May 19, 2019

Reaching Consensus: GraphQL Input Unions

Achieving consensus in open source projects can be a long-winded process, especially when there's room for numerous implementation directions. To make it clear from the beginning, the process of finding the best solution through consensus in working groups or steering committees is, although tedious, the best way to go forward and maintain successful large-scale projects that require those measures, judging by my experience. A great example of this workflow, which I've followed closely is the proposal of input union types in the GraphQL specification.

Putting the technical details aside for a second, it's important to note that with the formation of the GraphQL Foundation, hosted by the Linux Foundation, governance of the GraphQL specification, reference implementation (graphql-js) and basic tooling is slowly shifting away from Facebook to a more user-centric group of company representatives and open source maintainers that will continue to steer progress in every part of the query language and its ecosystem.

Because of the skyrocketing adoption GraphQL has experienced in the last couple of years, new features have to be carefully evaluated before they are added to the specification since reference implementations in numerous languages have to follow those changes eventually.

Now back to input unions.

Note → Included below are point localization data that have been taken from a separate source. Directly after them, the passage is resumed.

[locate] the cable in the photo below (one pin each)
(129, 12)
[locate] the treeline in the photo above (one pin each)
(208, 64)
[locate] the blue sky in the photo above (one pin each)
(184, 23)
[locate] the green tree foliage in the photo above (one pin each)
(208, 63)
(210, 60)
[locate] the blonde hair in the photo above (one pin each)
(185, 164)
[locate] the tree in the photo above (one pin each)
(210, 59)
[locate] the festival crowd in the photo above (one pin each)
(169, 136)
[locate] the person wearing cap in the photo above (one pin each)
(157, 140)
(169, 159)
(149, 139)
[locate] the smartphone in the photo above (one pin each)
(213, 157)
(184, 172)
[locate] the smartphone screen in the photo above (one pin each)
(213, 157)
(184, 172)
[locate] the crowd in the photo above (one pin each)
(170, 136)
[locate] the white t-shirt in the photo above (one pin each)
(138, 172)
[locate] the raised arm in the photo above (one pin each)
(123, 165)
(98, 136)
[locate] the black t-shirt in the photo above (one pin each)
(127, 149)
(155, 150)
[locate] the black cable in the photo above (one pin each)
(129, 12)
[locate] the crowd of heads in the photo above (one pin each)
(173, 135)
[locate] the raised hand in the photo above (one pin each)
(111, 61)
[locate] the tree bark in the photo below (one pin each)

The formal definition from the spec includes the following:

GraphQL Unions represent an object that could be one of a list of GraphQL Object types, but provides for no guaranteed fields between those types.

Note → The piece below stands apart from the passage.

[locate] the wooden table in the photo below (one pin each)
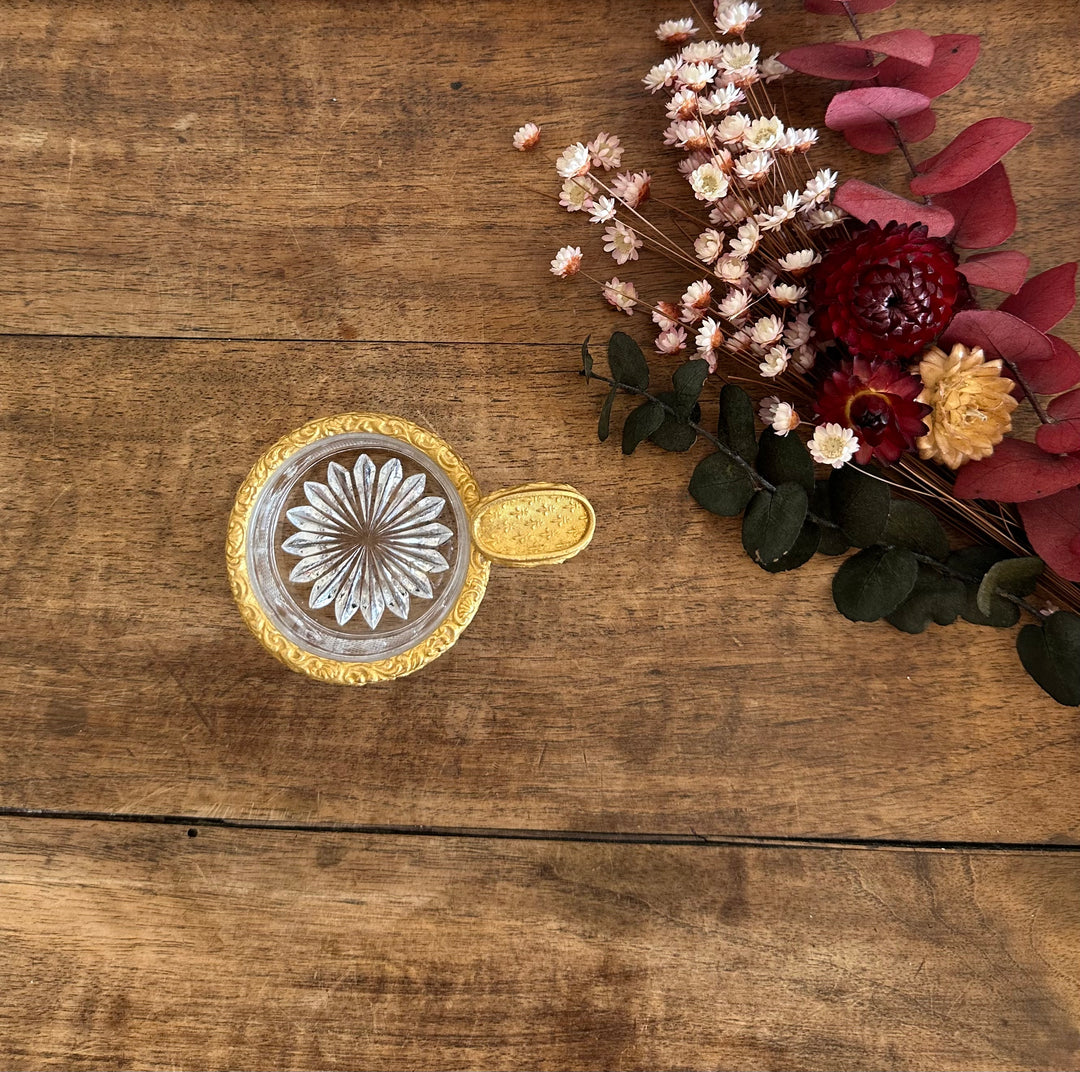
(657, 809)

A really minimal example for a schema using union types could look like the following

# The type below is the most important thing here,
# it will either represent a Photo or a Person type
union SearchResult = Photo | Person

type Person {
  name: String
  age: Int
}

type Photo {
  height: Int
  width: Int
}

type SearchQuery {
  firstSearchResult: SearchResult
}

From this snippet you can already get the benefit of union types: By adding multiple types to a union, you can return more than one type from the same query. If you were to construct a schema without using this feature, you'd have to structure it differently, for example returning an object with nullable results for either a Photo or a Person object.

So unions are really useful and this is all great, let's continue and think of structuring an interactive web application including mutations, for example, a basic social network where you want to allow users to publish and retrieve stored content of multiple media types with one mutation that would roughly look like the following:

scalar Date
scalar Url
scalar Json

# Define the post base interface which
# contains fields all posts should inherit
interface PostBase {
  id: ID!
  author: User
  tags: [String!]
  createdAt: Date
}

# An image post contains an image location
# as well as optional metadata
type ImagePost implements PostBase {
  # Interface field implementations
  # are excluded for visual reasons

  imageType: String
  height: Int!
  width: Int!
  url: Url!
  metadata: Json
}

# A text post simply contains text content (duh)
type TextPost implements PostBase {
  # Interface field implementations
  # are excluded for visual reasons

  content: String!
}

# A link post contains a URL
type LinkPost implements PostBase {
  # Interface field implementations
  # are excluded for visual reasons

  url: Url!
}

# This union combines all post types into one
union Post = ImagePost | TextPost | LinkPost

type Query {
  # Querying is easy, all post-related queries will return
  # one of the union types
  post(id: ID!): Post
  recentPosts: [Post]
}

type Mutation {
  # But how do we structure inputs?
  createPost(): Post
}

Ideally, you would want to use a union type for inputs as well, so users can choose which post type they submit. But that's where the difficulty begins, how should servers decide which type an input is? Current proposals reach from splitting up input contents using directives like @oneField, to clients sending an __inputname field containing the type name inside of the input object.

Comparing Implementations

To understand the difficulties behind implementing input union types, I've selected the three most popular and recent ideas for solving this problem including using the suggested inputUnion keyword and an __inputname field to define the input object's type, tagged unions which base their type detection on having fields unique to each type and finally the @oneField (optionally named @taggedUnion) directive, which is another way to implement the tagged union proposal using directives instead of a new syntax.

Schema Definitions

__inputname Field

🔗 Related PR

# PostInput input type for text-based posts
input PostInput {
  title: String!
  body: String!
}

# ImageInput input type for image posts
input ImageInput {
  photo: String!
  caption: String
}

# Each media block can be one (and only one) of these types.
inputUnion MediaBlock = PostInput | ImageInput

type Mutation {
   addContent(content: [MediaBlock]!): Post
}

Tagged union

🔗 Related PR

# PostInput input type for text-based posts
input PostInput {
  title: String!
  body: String!
}

# ImageInput input type for image posts
input ImageInput {
  photo: String!
  caption: String
}

# Each media block can be one (and only one) of these types.
input MediaBlock = { post: PostInput! } | { image: ImageInput! }

type Mutation {
   addContent(content: [MediaBlock]!): Post
}

@oneField (@taggedUnion) Directive

🔗 Related PR

# PostInput input type for text-based posts
input PostInput {
  title: String!
  body: String!
}

# ImageInput input type for image posts
input ImageInput {
  photo: String!
  caption: String
}

# Each media block can be one (and only one) of these types.
input MediaBlock @oneField {
  post: PostInput
  image: ImageInput
}

type Mutation {
  addContent(content: [MediaBlock!]!): Post
}

Example Content Mutation

Since all proposals are roughly based on the same schema, we only need to know one mutation to add new content, which accepts a content variable of the defined MediaBlock input union list type.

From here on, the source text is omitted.